Des reçus manuscrits bel et bien signés de la main de Jocelyn Dupuis, selon un expert en documents appelé à la barre. D'après cet expert, M. Dupuis a même imité la signature de serveuses au bas de certaines des factures.

Les notes présentées étaient salées. Par exemple, en moins d'un an, entre 2007 et 2008, M. Dupuis a demandé remboursement pour des repas pris dans six restaurants, pour un total de 60 000 $.

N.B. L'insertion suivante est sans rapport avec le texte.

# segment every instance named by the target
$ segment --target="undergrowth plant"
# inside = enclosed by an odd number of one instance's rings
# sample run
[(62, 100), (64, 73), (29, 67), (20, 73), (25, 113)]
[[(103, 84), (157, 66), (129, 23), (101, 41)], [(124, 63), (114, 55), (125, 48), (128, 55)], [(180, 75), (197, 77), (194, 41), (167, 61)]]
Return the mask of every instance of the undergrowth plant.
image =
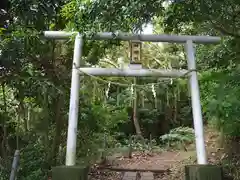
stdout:
[(185, 147), (194, 141), (194, 130), (189, 127), (178, 127), (172, 129), (168, 134), (162, 135), (160, 140), (167, 148)]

L'un de ces repas a été pris le 30 décembre, alors que la FTQ-Construction était fermée pour les vacances des Fêtes. Le repas avait coûté 1500 $ et comprenait deux bouteilles de vin à près de 300 $ chacune.

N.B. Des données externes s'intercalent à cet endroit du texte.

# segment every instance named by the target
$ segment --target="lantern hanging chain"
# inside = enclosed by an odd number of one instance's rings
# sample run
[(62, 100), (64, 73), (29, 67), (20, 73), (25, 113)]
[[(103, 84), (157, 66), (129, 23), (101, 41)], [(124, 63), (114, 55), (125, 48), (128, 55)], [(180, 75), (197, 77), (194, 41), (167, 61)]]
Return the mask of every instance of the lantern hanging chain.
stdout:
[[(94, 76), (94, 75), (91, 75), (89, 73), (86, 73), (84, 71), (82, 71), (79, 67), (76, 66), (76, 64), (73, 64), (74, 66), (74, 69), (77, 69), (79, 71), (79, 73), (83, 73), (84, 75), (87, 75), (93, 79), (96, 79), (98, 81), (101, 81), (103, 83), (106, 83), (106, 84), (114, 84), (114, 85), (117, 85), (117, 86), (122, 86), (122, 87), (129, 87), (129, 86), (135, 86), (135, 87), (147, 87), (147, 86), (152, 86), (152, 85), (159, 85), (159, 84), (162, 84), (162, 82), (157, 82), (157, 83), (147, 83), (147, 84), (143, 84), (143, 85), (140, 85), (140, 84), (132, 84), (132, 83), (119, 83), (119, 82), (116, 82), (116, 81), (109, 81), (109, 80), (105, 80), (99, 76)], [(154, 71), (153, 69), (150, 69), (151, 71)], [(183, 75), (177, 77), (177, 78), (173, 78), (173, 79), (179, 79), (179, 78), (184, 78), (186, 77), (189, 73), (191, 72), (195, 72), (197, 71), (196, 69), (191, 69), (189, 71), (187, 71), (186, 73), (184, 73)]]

Autre exemple, au retour d'un voyage en Californie et au Nevada, M. Dupuis a présenté des factures totalisant 11 000 $, dont 3300 $ pour un repas au restaurant auquel il a convié deux autres personnes et 1000 $ pour du kilométrage.

Ensuite, pour une semaine passée à Montréal, Jocelyn Dupuis a réclamé de se faire rembourser pour 4600 $ de frais de restaurant, pour 510 $ de frais de déplacement (alors qu'il n'était pas sorti de la métropole) et pour 1800 $ en frais d'hôtel.

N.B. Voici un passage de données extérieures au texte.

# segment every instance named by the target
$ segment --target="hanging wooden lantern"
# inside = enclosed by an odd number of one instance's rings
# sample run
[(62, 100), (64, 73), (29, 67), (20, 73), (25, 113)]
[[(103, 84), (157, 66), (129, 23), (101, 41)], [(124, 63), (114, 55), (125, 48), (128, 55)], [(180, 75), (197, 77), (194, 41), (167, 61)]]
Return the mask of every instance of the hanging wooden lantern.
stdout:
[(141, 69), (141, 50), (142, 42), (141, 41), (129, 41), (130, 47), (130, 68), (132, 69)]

Le procès doit durer trois jours et il est présidé par le juge Denis Lavergne. Il n'y a pas de jury.

Rappelons qu'en 2009, l'équipe de l'émission Enquête, de Radio-Canada, avait mis au jour cette histoire présumée de fraude et de fabrication de faux documents. Les factures qui sont au coeur de cette affaire avaient été dérobées, à la FTQ Construction, par le syndicaliste Ken Peirera, qui les avait dévoilées.

Si le procès de Jocelyn Dupuis ne s'ouvre que cette année, c'est qu'il a été affligé de nombreux retards, notamment en raison de la grève des procureurs, en 2011, et du retrait de l'un des avocats.

Enfin, rappelons que les factures douteuses de M. Dupuis ont permis à la commission Charbonneau d'établir des liens entre lui et plusieurs membres de la mafia montréalaise. Le nom des invités de M. Dupuis figurait au dos de factures des restaurants qu'il fréquentait.

Il est à noter que Jocelyn Dupuis devra subir un autre procès, cette fois pour incitation à commettre une infraction. Pour des raisons techniques, ce chef d'accusation n'a pas été inclus dans le présent procès. On s'attend à ce que cette deuxième affaire se déroule en cour cet automne.